Il me serait impossible de dépeindre l'épouvantable douleur que je ressentis et que je ressens encore aujourd'hui, quoique mon cœur soit presque épuisé de souffrance. La mort de Zéla fut l'anéantissement moral et physique de tout mon être, et je pris dans mes allures, dans mes actions, dans mon air, une roideur et un stoïcisme que le Turc le plus grave, ou le plus roide des lords, m'eût certainement enviés. À en juger par ma physionomie, j'étais l'homme le plus indifférent et le plus heureux de la terre; toutes mes actions étaient réglées avec une gravité méthodique, et je n'exprimais jamais ni un regret du passé ni une plainte sur mon sort présent. Je remplissais avec soin, avec attention, les devoirs les plus ennuyeux et les plus monotones, buvant de l'opium pour dormir, travaillant du matin au soir pour ne pas penser.

Après avoir communiqué à de Ruyter les intentions que j'avais de rendre les derniers devoirs à Zéla, je transportai une bonne partie de mes hommes sur le grab, et nous nous séparâmes.

Le grab se dirigea vers le port de Saint-Louis, et moi, je me rendis à Bourbon, qui est au sud-est de l'île, et où nous avions déjà jeté l'ancre.

Il était convenu qu'après une conversation avec le gouverneur et l'envoi des dépêches, de Ruyter viendrait me joindre par terre, accompagné du rais et du docteur.
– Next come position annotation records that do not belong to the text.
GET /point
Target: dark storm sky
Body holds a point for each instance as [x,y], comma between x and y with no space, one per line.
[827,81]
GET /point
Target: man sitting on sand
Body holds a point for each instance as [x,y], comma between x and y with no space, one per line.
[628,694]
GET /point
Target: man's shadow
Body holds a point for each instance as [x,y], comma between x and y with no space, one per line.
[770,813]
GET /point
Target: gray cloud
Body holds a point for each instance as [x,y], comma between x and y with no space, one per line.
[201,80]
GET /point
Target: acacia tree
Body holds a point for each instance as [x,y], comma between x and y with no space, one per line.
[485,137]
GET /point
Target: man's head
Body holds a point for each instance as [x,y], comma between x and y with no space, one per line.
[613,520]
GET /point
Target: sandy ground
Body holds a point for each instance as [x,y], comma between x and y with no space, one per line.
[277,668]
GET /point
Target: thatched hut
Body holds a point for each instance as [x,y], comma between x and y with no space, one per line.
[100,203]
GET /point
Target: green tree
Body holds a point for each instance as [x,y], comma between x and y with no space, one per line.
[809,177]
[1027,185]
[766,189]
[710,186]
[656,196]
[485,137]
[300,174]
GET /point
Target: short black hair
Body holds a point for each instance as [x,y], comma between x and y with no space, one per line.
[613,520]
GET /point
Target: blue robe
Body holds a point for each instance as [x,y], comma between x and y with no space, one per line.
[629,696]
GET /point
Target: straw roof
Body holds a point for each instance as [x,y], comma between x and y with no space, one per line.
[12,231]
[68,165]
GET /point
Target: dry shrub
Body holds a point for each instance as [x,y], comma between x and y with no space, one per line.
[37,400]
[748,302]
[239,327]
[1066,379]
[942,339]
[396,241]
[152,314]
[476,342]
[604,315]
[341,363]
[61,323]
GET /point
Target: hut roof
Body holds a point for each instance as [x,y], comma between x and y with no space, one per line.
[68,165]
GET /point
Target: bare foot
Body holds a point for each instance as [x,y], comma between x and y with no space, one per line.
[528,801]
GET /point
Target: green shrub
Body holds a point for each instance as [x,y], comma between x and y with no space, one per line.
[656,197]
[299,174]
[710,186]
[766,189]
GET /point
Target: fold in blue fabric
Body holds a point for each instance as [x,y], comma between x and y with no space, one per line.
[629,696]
Je n'avais gardé sur le schooner que les hommes nécessaires à la manœuvre et principalement les natifs de l'Est, les restes fidèles de la tribu maintenant sans chef. Nous jetâmes l'ancre pendant la nuit dans le port de Bourbon.

Pendant le court intervalle qui sépare la mort de la décomposition, j'avais cherché par quels moyens les moins répulsifs je pouvais disposer du corps de Zéla. Le réceptacle ordinaire de la mort occupa naturellement mes premières pensées, et le berceau de fleurs que nous avions construit de nos propres mains dans l'odoriférant jardin de de Ruyter me semblait être un endroit convenable; mais je me souvins qu'en bêchant la terre, j'y avais trouvé des myriades de vers et d'insectes. Je changeai donc d'idée pour considérer le pur et blanc tombeau de la mer; le souvenir de Louis détruisit encore ce second projet.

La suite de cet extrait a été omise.